I've seen a bit of that but mostly I've been keeping to things I ought to be able to handle and that's been difficult enough. There's been a lot of limping through with everyone more than half dead and a few times where I've had to reload and do something else altogether. 

What makes it feel a lot more difficult - and certainly slower and more tedious - than it probably should is the number of times people miss. Geez! Some of these people couldn't hit a barn with a baseball bat. Not if you gave them three goes.

And it's not only the party, either. It's not at all unusual for an entire round of combat to go by with no-one being able to hit anyone! It may be faithful to the rules but it's very poor entertainment. I'm guessing it's a lot less noticeable if you let the game run in real-time, as the default settings would suggest the devs expected but that takes most of the fun out of the whole concept from my way of thinking. If I wanted to play an action rpg I'd go get my head examined.

Something similar applies to traveling on the abstract overland map and setting camp, both of which are heavily prone to being interrupted by random encounters, some of which are with the aforementioned kinds of completely inappropriate, far too powerful enemies I was trying to avoid. All of that put together made the first few sessions something of a trial and yet I persisted, which must mean I was having some kind fun, even if it was the masochistic kind.

The same Reddit threads I saw that made a lot of the low-level difficulty suggested things started to improve around Level 3. That seems like it would be quick to arrive but it's not, really. I dinged Level 3 just before I started writing this and I had over eight hours played.

I did go out and give it another go to see if it had gotten any better and it did seem as if it might have, so I'm optimistic. I'm slightly less optimistic about the ticking timer. Three months might sound like a lot but I've burned through a month of that already and it feels like I've hardly done anything. 

I guess I'd better get on with it instead of sitting here talking about it. I'd hate to think that pesky gnome was going to beat me to it. Whatever it is. 

Thursday, March 19, 2026

Winds Of Valen - First Impressions

I've only recently started paying attention to the recommendations that appear on my Steam home page or whatever the heck we're calling it. Landing page? Login screen? The first thing I see when I open Steam, anyway. You know what I mean.

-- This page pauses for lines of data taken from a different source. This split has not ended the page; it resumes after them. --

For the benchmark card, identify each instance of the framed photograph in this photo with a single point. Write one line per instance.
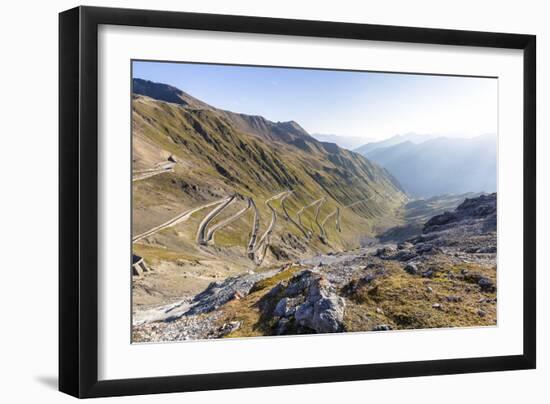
(251, 201)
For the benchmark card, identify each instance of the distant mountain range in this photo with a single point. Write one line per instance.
(345, 142)
(407, 137)
(438, 166)
(220, 153)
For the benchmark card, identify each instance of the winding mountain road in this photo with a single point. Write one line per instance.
(290, 219)
(228, 221)
(264, 241)
(175, 220)
(201, 232)
(151, 172)
(301, 211)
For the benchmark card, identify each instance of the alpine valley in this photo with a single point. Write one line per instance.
(247, 227)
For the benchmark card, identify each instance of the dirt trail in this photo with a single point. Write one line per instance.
(175, 220)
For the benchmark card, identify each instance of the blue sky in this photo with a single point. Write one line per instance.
(365, 104)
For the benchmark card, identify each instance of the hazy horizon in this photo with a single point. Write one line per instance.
(369, 105)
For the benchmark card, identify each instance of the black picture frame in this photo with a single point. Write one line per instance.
(78, 201)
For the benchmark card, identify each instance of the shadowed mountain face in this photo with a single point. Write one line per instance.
(442, 165)
(345, 142)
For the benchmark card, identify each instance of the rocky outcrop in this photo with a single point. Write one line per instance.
(305, 303)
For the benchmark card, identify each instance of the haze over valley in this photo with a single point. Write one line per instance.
(245, 226)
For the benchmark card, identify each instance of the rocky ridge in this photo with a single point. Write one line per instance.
(446, 277)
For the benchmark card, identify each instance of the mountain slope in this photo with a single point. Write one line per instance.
(220, 153)
(442, 165)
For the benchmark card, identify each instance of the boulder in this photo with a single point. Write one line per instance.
(486, 285)
(382, 327)
(411, 269)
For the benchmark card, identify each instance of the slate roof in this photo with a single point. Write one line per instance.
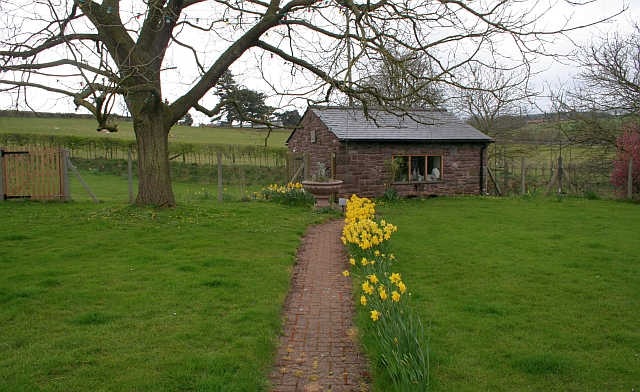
(350, 123)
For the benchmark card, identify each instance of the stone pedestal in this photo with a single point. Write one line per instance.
(322, 191)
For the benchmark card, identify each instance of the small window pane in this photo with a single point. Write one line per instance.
(417, 168)
(434, 167)
(402, 170)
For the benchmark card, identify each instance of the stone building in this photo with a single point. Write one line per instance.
(435, 154)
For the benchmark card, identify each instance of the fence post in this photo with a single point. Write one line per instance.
(130, 161)
(630, 179)
(220, 176)
(506, 177)
(66, 187)
(1, 175)
(522, 178)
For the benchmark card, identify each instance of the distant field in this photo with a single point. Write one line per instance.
(82, 127)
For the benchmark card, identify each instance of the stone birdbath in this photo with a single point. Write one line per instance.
(322, 190)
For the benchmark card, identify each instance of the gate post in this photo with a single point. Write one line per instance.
(1, 175)
(66, 189)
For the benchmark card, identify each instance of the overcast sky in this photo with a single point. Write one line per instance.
(551, 72)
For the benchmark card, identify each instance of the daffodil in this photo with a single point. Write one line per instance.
(395, 296)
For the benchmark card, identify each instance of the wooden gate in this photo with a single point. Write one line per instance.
(33, 173)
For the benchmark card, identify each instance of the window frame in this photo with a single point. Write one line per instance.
(426, 165)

It used to be filled with games I had absolutely no interest in whatsoever and I trained myself to ignore them but lately I've noticed a lot more turning up there that seem to have some vague relevance to the kind of thing I might usually play. I've gradually slipped into at least glancing at them, taking a closer look at any that stand out. I guess that's how they get you.

Yesterday, a title I hadn't heard of popped up - Winds of Valen. It looked pretty so I passed the mouse pointer across the image to see what sort of game it was. 

It's a F2P MMORPG. That is kind of in my wheelhouse. Not that I have a wheelhouse. Or would know what to do with one if I had. Keep my wheels in it, I suppose...

Here's the store description:

Winds of Valen is a free fantasy sandbox MMORPG. Experience old-school progression where every level, skill, and drop is earned through effort. Train your combat, mining, and smithing skills, and hunt for rare and unique items in a seamless open world filled with danger and discovery.

Well, that sounds alright, doesn't it? I wonder how much of it is true? (Spoiler: most of it, if you squint hard enough and don't set your expectations too high.) The footprint was fairly small, just over a gigabyte (The specs say 2gb required.) so I stuffed it into my Steam Library and left it there for the morning. 

Today I played for half an hour after breakfast and an hour and a half this afternoon. 

And it was fun. For a given value of fun, that is. Whether you think it would be fun too depends on your feelings about The Grind.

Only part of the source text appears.